Et vous le savez si sûrement que vous vous abstenez de dire
ce qui vous concerne, condamnés que vous êtes à vous taire
pour ne pas subir l’opprobre, la déception ou le délaissement.
Et pour vous la parole deviendra chaque jour davantage
le prolongement de la pesanteur plus que de la pensée.

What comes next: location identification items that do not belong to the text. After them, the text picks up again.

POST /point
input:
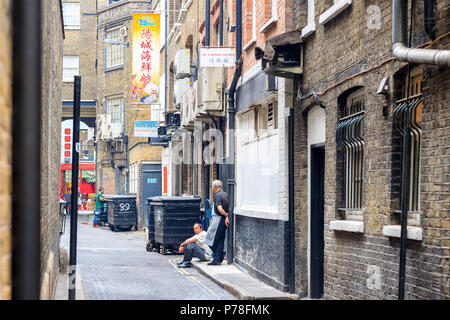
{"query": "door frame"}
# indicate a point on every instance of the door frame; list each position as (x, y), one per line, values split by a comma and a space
(320, 147)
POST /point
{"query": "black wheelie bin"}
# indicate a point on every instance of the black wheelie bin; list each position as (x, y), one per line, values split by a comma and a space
(122, 213)
(171, 220)
(103, 216)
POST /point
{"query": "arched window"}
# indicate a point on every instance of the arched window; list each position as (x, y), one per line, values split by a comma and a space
(350, 141)
(407, 119)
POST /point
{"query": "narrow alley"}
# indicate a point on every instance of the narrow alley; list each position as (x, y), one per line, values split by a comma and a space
(116, 266)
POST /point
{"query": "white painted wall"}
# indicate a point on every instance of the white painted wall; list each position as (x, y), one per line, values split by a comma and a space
(316, 135)
(262, 164)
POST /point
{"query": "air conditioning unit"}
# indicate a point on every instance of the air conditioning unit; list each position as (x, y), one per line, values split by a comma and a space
(180, 88)
(182, 65)
(123, 31)
(91, 133)
(116, 130)
(104, 127)
(186, 110)
(209, 98)
(286, 63)
(162, 131)
(172, 119)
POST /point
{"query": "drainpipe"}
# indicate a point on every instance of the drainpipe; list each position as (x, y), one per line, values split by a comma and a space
(221, 24)
(207, 23)
(429, 20)
(207, 176)
(291, 202)
(399, 35)
(231, 115)
(400, 31)
(26, 135)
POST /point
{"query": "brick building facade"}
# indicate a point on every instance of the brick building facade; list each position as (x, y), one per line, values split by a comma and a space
(52, 49)
(51, 55)
(361, 225)
(5, 146)
(114, 88)
(80, 53)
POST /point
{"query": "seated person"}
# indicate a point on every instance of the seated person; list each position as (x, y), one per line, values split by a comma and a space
(194, 247)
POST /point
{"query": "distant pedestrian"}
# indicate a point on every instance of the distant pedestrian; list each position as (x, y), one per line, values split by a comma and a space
(215, 237)
(68, 199)
(194, 247)
(98, 206)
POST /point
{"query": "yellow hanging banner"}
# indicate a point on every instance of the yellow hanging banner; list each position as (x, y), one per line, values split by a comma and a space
(146, 73)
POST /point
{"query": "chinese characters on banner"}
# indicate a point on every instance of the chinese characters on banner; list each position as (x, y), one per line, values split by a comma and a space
(217, 57)
(145, 79)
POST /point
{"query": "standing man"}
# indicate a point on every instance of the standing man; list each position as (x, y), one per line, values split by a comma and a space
(194, 247)
(98, 206)
(215, 237)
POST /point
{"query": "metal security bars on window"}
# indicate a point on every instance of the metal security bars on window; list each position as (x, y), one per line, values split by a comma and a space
(349, 138)
(411, 109)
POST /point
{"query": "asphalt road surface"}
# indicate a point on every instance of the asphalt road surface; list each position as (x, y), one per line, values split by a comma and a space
(116, 266)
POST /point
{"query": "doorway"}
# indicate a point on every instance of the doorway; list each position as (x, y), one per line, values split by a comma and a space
(317, 220)
(151, 186)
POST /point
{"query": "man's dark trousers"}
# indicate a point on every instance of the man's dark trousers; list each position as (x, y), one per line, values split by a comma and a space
(193, 250)
(219, 241)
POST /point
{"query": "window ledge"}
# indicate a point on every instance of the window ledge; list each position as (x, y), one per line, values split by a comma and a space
(249, 44)
(309, 30)
(257, 212)
(114, 68)
(335, 9)
(187, 4)
(413, 233)
(268, 24)
(347, 225)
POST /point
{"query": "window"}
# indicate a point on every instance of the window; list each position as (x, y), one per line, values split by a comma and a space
(250, 23)
(272, 116)
(270, 14)
(333, 9)
(70, 68)
(310, 28)
(350, 142)
(408, 109)
(134, 178)
(114, 107)
(110, 2)
(71, 15)
(115, 54)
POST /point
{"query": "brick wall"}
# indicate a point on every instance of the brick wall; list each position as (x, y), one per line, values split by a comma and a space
(83, 43)
(52, 49)
(5, 146)
(349, 256)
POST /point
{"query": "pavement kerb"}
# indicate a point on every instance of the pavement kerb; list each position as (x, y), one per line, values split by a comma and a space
(233, 289)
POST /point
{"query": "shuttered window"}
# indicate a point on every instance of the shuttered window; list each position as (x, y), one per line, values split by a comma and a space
(407, 119)
(70, 68)
(115, 54)
(71, 15)
(350, 140)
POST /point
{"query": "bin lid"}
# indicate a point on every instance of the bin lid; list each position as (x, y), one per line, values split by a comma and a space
(115, 196)
(119, 197)
(174, 199)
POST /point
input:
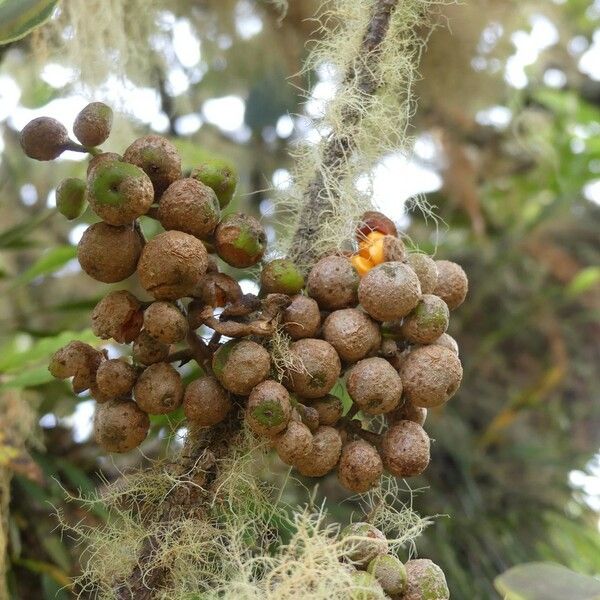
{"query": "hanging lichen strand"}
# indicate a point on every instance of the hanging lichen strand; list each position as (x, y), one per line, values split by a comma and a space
(372, 319)
(372, 51)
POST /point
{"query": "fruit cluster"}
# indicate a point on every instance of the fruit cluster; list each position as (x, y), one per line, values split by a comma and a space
(378, 572)
(369, 325)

Au Moyen Âge, les savants enseignaient que l’enfant ne
souffrait pas. Désormais la souffrance des uns et des autres
n’est plus niée, mais pour les besoins de l’horreur économique
et au détriment de toute logique morale, humaine et intellectuelle, la
souffrance est nivelée. De sorte que le bourreau se prévaut bientôt de
souffrir autant que sa victime. Je me souviens qu’en 1995, après le
témoignage émouvant d’un aumônier de prison sur la situation de
détenus, celui d’une jeune femme revenue de l’enfer des hôpitaux
roumains, celui de précaires, l’alors ministre Hervé Gaymard y allait
de sa plainte : « si vous saviez comme il nous est difficile de gouverner
 ! » La même année, un ami me rapportait la discussion qu’il avait
eu avec un praticien réputé de sa petite ville, un psychiatre directeur
d’un établissement. C’était il y a une dizaine d’années et cet homme,
ce professionnel de la maladie mentale soutenait que la douleur est la
même pour tous. Sur le point de discuter de la douleur des uns et des
autres, je suis mal placé pour juger de l’intensité ou de la forme qu’elle
prend en chacun de nous. Seulement ce « la douleur est la même pour
tous » sonne par trop comme ces lieux communs qui cachent de
véritables basculement de la société. En l’occurrence, avec le recul
j’entends aujourd’hui celui-ci d’une manière bien différente que ce que
je percevais à l’époque. J’entends que « tout se vaut », qu’il n’est pas
nécessaire de distinguer, et en fin de compte je perçois que, puisqu’il est
en ainsi, il n’est pas impérieux d’agir en amont de la société, là ou
s’élaborent pourtant les politiques qui vont précipiter les uns dans la
misère à mesure qu’elles enrichiront les autres. Je perçois dans l’emploi
de ce lieu commun utilisé par un spécialiste tout le tort qu’on va faire
au sens critique.Voilà un homme qui est pressé, trop pressé de se laver
des crimes d’une société qui lui a ménagé une place enviable. Il ne
saurait la mettre en doute, pensez donc, il est bien la preuve vivante
qu’elle sait récompenser les mérites ! Quels mérites au juste ? Annie
LeBrun en donne une définition sans appel : « La société ne
récompense que ceux de ses citoyens qui la servent le mieux. » Ce
praticien aurait-il oublié la voix de ses Maîtres dans sa hâte d’en
découdre avec des patients qui s’accumulent ?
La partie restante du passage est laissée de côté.